Waves of heat are rising off
and rippling down its surface,
as if solid objects
could move at will,
as if the barrier had dissolved
between matter and air.

You tend to hallucinate
in heat like this,
dreaming of a cool lake
and dew-tipped grass,
a tall drink
clinking with ice.

Like the dry cold of winter
the sky is a brilliant blue
transparently still.
Nothing to block the sun
as earth edges ever so slightly
nearer its star.

Such a fine balance
between our only home
glowing blue and green
against absolute blackness,
and a scorched rock
circling an eyeless vacuum
through trackless time.

When the living planet
can so easily tip
into deadly heat.



I've really been hankering to write, but nothing was coming. Until I sat down tonight, pen in hand, and the obvious became clear:  write about the heat.

I wouldn't quite call this a heat wave. I think it has to be well into the 30s for that. And it's nothing like Europe is experiencing now. But really, what struck me most was the absence of humidity. The dry heat is so much easier to take. Which is, of course, where the poem began:  with dry heat. 

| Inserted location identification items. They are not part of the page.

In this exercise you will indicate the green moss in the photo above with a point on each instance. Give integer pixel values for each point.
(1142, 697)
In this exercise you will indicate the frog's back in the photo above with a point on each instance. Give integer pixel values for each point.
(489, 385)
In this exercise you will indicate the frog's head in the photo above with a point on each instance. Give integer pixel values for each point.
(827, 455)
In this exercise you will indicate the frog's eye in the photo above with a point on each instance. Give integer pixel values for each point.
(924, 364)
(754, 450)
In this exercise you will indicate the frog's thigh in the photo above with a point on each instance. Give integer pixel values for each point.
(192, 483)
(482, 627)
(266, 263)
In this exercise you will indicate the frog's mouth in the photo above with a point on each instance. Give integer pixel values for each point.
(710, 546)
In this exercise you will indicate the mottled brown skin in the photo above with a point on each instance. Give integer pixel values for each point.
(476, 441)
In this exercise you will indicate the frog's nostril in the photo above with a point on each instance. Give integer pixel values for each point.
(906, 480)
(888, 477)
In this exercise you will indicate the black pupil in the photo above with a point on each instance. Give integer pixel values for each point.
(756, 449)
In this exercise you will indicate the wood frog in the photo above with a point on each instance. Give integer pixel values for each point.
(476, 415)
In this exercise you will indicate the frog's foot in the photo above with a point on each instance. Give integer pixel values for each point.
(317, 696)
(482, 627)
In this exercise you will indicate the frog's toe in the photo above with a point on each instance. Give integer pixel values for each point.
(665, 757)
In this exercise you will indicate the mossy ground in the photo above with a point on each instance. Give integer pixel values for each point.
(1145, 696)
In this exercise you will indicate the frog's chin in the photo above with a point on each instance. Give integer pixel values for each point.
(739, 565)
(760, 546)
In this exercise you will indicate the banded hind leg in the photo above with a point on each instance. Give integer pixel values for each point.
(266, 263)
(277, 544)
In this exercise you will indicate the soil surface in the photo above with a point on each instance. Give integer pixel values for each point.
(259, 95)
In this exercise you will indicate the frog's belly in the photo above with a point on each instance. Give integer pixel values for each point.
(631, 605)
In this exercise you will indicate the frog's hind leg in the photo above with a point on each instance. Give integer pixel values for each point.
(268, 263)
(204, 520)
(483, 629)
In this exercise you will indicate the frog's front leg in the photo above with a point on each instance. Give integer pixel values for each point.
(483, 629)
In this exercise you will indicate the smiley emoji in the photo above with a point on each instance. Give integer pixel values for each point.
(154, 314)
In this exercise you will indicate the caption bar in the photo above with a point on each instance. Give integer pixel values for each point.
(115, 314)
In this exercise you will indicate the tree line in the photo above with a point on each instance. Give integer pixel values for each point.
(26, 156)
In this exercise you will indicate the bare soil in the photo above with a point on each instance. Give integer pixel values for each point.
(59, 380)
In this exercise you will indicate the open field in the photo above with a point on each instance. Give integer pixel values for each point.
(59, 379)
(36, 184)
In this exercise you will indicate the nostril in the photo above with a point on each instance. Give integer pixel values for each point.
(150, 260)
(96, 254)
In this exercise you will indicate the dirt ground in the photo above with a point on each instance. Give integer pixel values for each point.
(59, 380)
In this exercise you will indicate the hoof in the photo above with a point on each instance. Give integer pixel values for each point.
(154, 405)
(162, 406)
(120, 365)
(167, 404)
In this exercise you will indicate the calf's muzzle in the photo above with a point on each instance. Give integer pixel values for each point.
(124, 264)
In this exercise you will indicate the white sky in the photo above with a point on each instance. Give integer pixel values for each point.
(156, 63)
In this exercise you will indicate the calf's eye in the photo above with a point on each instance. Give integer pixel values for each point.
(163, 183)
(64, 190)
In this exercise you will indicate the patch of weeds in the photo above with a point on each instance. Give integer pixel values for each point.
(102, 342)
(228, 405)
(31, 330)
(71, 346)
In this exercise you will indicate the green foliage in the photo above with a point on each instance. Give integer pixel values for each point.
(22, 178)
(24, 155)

I think the poem can also be seen as a commentary on climate change. The final stanza could easily be read as referring to the tipping points of climate, where global warming becomes a runaway train:  positive feedback loops, such as a massive Antarctic glacier dropping into the sea; or Arctic permafrost releasing unstoppable volumes of the potent greenhouse gas methane; or the albido effect, when highly reflective surface of snow and ice is replaced by ever expanding areas of darker heat-absorbing rock.